The Army’s official website was inaccessible for part of the day.

 Hackers affiliated with Syrian President Bashar al-Assad swiftly claimed responsibility for knocking the U.S. Army's website offline Monday afternoon.

The Syrian Electronic Army took credit for the hack of Army.mil on Twitter, posting a screenshot of an image of the site with the pop-up message reading: "Your commanders admit they are training the people they have sent you to die fighting."

In a statement, the Pentagon acknowledged an intrusion had occured, though it did not confirm the source.

"Today an element of the Army.mil service provider's content was compromised," Army Brig. Gen. Malcolm Frost said. "After this came to our attention, the Army took appropriate preventive measures to ensure there was no breach of Army data by taking down the website temporarily."

Army.mil is inaccessible. A cached version of the site prompts a pop-up that proclaims "Hacked by the Syrian Electronic Army." Upon closing that window, another appears: "Stop training the terrorists!" followed by "Your government is corrupt don't listen to it!"
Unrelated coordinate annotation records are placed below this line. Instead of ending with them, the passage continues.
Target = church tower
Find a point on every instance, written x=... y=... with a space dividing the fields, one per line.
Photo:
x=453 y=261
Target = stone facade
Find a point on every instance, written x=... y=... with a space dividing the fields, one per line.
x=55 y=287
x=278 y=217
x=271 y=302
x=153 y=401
The Facebook account for Fort Bragg in North Carolina told its followers to "avoid using www.army.mil for the time being." It added that the site had was reportedly down due to the actions of SEA.

The pro-Assad hacking has successfully penetrated the cyber defenses of a wide-ranging swath of media websites in recent months, including CNBC, Forbes and the Chicago Tribune. Last month SEA briefly took down The Washington Post's mobile site.

The hacking group prompted a brief panic at the stock market in 2013 when it hacked the Associated Press Twitter account and tweeted falsely that the White House was under attack.

The military has been subject to cybervandalism before, but the Monday breach may be the first to directly affect one of its websites. In January, hackers claiming to support the Islamic State in Iraq and Syria hijacked U.S. Central Command's Twitter and YouTube accounts, but that breach did not implicate the military's actual networks. A Pentagon spokeswoman at the time said that no classified information had been compromised.

Monday's apparent hack comes just hours after President Obama said at a press conference in Germany that hacks are going to continue to grow more debilitating until the government does more to shore up the nation's cyber defenses. Speaking about the massive theft of the personal information of four million former and current federal employees from the Office of Personnel Management announced last week, Obama urged Congress to quickly pass cybersecurity legislation that his administration has requested.

"Both state and nonstate actors are sending everything they've got at trying to breach these systems," the president said.

It was not immediately clear whether the defacing of the Army website meant that any government data was potentially at risk.